L’indépendance du parquet général : un tournant
L’indépendance du parquet général a été depuis longtemps une revendication des organisations politiques et de la société civile comme étant une étape importante dans le processus d’édification de l’État de droit. Comme l’a dit Mohamed Abdennabaoui, procureur général du Roi près la Cour de cassation, dans son allocution prononcée à cette occasion, en menant cette réforme, le Maroc « adhère au club des grands modèles démocratiques du monde qui font de la Justice un pouvoir constitutionnel indépendant ». Reste que ce choix n’est pas applaudi de toutes parts comme il a été démontré lors de l’examen par le Parlement du projet de Loi sur la présidence du parquet. De nombreux parlementaires et d’observateurs ont soulevé, à cette occasion, les risques que comporte cette réforme. Mais quels sont ces risques ? Résumons-les en quelques mots. C’est la crainte de voir naître un monstre incontrôlable.
Conscient de ces critiques, le nouveau président du parquet général a tenu dans son allocution prononcée à l’occasion de la cérémonie de transfert des pouvoirs, à rassurer les citoyens en adoptant une démarche pédagogique. Ainsi, il précise que le « ministère public, malgré son indépendance, fait partie intégrante des instances étatiques » qui sont, selon la constitution, tenues de collaborer dans l’intérêt du pays et de celui des citoyens. Il ajoute que le parquet exerce ses fonctions dans un cadre strict rigoureusement défini par la loi. Dans leur travail, les magistrats du parquet sont soumis au contrôle judiciaire. Toutes leurs décisions font l’objet de contrôle de la part du juge, ce qui est de nature à empêcher tout abus de pouvoir, sachant que le juge est «en charge de la protection des droits et libertés et de la sécurité judiciaire des personnes et des groupes, ainsi que de l’application de la loi ».

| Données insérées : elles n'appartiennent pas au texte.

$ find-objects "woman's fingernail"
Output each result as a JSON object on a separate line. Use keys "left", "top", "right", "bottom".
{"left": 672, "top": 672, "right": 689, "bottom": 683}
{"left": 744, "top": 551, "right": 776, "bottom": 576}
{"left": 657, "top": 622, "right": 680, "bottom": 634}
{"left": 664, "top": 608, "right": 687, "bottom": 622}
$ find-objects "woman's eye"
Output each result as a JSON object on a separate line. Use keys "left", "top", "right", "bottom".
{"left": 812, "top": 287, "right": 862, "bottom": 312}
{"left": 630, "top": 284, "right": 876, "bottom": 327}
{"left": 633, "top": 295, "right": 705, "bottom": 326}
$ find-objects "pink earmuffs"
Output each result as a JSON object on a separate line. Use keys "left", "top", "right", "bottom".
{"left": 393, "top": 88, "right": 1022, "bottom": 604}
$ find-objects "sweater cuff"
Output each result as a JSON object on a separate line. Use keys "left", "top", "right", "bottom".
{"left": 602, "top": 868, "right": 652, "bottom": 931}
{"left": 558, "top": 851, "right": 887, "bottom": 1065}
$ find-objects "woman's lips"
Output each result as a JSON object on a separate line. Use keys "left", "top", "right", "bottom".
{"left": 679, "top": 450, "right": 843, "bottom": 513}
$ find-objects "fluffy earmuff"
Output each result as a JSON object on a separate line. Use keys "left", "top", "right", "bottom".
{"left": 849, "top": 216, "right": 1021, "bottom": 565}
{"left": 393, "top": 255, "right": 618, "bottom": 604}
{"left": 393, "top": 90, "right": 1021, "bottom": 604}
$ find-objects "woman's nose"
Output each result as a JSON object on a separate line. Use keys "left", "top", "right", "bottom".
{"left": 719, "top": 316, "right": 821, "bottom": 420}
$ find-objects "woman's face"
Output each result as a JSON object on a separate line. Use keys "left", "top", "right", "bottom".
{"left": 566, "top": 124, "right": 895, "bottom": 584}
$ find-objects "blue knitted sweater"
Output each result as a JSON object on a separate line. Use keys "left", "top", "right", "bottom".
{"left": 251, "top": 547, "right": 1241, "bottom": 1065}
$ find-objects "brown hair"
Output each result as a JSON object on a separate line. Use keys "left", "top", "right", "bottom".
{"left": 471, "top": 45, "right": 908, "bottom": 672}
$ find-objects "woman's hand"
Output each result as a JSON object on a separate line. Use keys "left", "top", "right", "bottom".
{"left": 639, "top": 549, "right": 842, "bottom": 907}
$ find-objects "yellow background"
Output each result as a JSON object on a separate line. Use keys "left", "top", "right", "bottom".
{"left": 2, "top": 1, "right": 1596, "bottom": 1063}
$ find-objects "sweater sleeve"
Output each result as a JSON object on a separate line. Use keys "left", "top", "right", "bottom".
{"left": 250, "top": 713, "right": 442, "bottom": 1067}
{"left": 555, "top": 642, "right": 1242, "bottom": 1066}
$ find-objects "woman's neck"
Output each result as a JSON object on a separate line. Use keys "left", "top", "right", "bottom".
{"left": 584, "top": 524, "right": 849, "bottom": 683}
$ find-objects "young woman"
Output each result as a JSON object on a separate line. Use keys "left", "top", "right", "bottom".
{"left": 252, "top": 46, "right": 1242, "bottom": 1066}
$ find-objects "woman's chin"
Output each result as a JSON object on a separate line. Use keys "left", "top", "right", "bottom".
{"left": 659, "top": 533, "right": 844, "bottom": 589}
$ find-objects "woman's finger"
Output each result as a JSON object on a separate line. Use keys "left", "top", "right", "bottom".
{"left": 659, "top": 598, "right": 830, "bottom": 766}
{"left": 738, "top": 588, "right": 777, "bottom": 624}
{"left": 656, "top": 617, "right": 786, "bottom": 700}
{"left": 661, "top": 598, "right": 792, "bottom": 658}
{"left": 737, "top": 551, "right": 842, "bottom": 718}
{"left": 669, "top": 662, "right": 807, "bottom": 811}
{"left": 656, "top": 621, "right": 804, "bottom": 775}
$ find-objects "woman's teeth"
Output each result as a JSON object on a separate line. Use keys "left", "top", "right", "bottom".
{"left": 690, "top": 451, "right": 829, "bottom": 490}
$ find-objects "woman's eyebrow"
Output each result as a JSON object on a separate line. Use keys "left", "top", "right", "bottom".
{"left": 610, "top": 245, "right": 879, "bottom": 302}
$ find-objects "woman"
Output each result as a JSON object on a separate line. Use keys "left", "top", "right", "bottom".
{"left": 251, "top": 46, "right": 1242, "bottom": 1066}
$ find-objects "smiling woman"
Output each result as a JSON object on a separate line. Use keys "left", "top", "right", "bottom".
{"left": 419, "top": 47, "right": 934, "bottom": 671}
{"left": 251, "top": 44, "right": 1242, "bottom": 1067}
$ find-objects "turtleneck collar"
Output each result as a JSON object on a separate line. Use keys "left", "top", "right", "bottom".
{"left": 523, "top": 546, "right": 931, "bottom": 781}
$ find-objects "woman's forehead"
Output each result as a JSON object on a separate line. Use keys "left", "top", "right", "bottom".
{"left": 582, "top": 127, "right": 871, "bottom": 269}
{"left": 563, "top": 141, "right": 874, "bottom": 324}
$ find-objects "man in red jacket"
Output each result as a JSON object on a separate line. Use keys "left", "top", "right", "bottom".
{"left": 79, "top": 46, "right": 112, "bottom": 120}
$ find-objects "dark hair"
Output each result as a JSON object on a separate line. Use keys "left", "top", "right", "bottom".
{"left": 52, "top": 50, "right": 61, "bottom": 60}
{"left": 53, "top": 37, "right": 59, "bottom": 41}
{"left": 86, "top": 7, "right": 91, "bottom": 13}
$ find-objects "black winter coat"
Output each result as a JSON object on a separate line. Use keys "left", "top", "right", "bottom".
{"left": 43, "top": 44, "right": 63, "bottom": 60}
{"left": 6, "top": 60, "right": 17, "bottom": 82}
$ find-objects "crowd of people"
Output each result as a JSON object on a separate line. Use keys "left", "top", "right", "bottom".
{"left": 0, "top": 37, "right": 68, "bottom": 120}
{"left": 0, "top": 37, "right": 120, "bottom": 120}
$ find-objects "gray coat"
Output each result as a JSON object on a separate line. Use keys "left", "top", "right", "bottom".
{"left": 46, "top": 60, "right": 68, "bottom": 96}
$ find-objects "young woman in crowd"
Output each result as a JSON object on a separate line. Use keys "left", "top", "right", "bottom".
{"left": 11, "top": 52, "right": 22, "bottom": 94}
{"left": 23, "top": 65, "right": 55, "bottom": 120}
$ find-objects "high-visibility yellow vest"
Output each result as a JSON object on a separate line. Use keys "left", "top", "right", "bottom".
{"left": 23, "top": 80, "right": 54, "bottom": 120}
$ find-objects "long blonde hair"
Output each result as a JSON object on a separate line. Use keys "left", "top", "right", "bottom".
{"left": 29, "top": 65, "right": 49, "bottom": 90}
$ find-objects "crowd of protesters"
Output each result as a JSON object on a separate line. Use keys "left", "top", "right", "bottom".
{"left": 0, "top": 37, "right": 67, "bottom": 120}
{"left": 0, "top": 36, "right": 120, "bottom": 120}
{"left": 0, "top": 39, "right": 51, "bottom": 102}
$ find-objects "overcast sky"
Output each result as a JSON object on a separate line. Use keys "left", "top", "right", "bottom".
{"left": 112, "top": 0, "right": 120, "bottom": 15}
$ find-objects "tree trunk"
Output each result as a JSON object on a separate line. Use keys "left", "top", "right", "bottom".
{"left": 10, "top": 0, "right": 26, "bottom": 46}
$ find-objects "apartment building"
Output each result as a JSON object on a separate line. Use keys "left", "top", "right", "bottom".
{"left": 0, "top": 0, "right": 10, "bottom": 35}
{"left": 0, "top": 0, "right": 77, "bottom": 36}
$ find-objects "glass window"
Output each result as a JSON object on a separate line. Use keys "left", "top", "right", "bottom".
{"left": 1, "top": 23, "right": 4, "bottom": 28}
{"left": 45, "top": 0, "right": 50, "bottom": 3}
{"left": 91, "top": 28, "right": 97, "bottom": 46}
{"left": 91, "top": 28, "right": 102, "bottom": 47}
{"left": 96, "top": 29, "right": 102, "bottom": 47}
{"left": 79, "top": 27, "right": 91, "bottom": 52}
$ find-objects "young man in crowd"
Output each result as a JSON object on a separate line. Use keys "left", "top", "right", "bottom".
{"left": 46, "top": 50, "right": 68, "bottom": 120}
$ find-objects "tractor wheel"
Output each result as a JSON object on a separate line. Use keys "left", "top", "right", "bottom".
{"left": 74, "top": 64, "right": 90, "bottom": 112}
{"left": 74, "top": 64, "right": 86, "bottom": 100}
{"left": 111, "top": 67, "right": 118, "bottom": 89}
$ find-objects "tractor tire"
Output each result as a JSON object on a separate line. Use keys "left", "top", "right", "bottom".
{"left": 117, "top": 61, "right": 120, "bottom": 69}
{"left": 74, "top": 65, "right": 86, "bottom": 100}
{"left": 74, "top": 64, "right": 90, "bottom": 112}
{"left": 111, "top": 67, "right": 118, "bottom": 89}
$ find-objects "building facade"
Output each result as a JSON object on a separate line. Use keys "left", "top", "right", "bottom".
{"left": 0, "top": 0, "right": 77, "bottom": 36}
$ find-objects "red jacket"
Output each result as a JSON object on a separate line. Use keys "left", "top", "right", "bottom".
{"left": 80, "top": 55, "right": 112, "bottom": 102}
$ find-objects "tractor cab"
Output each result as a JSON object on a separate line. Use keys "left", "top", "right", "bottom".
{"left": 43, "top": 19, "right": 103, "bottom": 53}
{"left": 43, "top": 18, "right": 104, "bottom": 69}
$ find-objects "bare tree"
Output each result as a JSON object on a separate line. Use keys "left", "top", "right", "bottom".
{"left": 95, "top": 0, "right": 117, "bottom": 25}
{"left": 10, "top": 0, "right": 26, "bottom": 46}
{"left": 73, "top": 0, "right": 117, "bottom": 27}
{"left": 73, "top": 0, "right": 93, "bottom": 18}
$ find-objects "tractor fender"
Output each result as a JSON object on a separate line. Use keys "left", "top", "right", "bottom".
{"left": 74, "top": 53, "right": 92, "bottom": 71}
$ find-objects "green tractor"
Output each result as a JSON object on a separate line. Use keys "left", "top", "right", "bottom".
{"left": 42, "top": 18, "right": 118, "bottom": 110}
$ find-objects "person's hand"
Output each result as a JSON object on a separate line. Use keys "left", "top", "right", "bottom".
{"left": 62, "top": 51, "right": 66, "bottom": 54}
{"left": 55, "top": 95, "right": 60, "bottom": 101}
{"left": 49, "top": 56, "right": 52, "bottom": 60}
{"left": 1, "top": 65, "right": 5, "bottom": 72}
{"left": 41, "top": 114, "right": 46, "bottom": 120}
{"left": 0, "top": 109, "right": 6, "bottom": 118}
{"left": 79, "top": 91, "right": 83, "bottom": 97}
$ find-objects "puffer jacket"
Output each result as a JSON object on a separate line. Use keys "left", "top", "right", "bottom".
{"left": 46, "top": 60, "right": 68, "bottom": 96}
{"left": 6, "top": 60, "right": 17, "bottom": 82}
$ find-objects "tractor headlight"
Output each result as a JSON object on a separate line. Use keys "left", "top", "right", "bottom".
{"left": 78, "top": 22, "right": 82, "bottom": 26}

Le procureur général du Roi près la Cour de cassation ajoute que l’indépendance du parquet ne signifie pas qu’il échappe à l’obligation de reddition des comptes. En se référant à une décision récente de la Cour Constitutionnelle, il précise qu’en sa qualité de président du ministère public, il est responsable de l’exécution de la politique pénale devant le Roi qui le nomme et aussi devant le Conseil supérieur du pouvoir judiciaire auquel il est tenu de soumettre des rapports périodiques sur l’exécution de la politique pénale et sur le fonctionnement du parquet. Et pour bien expliciter sa vision de l’indépendance du Ministère public, il note avec force qu’« elle ne signifie pas que le parquet est libre de faire ce qu’il veut loin de toute reddition des comptes, ou qu’il lui est permis de ne pas respecter les droits des individus et des groupes ou qu’il est autorisé à ne pas collaborer avec les institutions étatiques et la société dans l’intérêt du pays et de celui des citoyens. Elle signifie que le parquet général ne sera pas un instrument docile entre les mains d’une personne ou d’un groupe contre d’autres personnes ou d’autres groupes, ni une arme à usage facile à la disposition d’une partie contre d’autres parties. Il sera plutôt une arme entre les mains de la loi contre ceux qui la violent et une arme entre les mains de la nation contre ceux qui la menacent ».
Cette définition met les magistrats du parquet devant un grand défi qui ne peut être relevé que s’ils se débarrassent de la culture qu’ils ont acquise durant toute leur carrière. Mais il est clair que leur succès reste aussi conditionné par le processus de démocratisation du pays. Les textes juridiques sont là, il appartient maintenant aux différents acteurs de leur réserver une bonne application.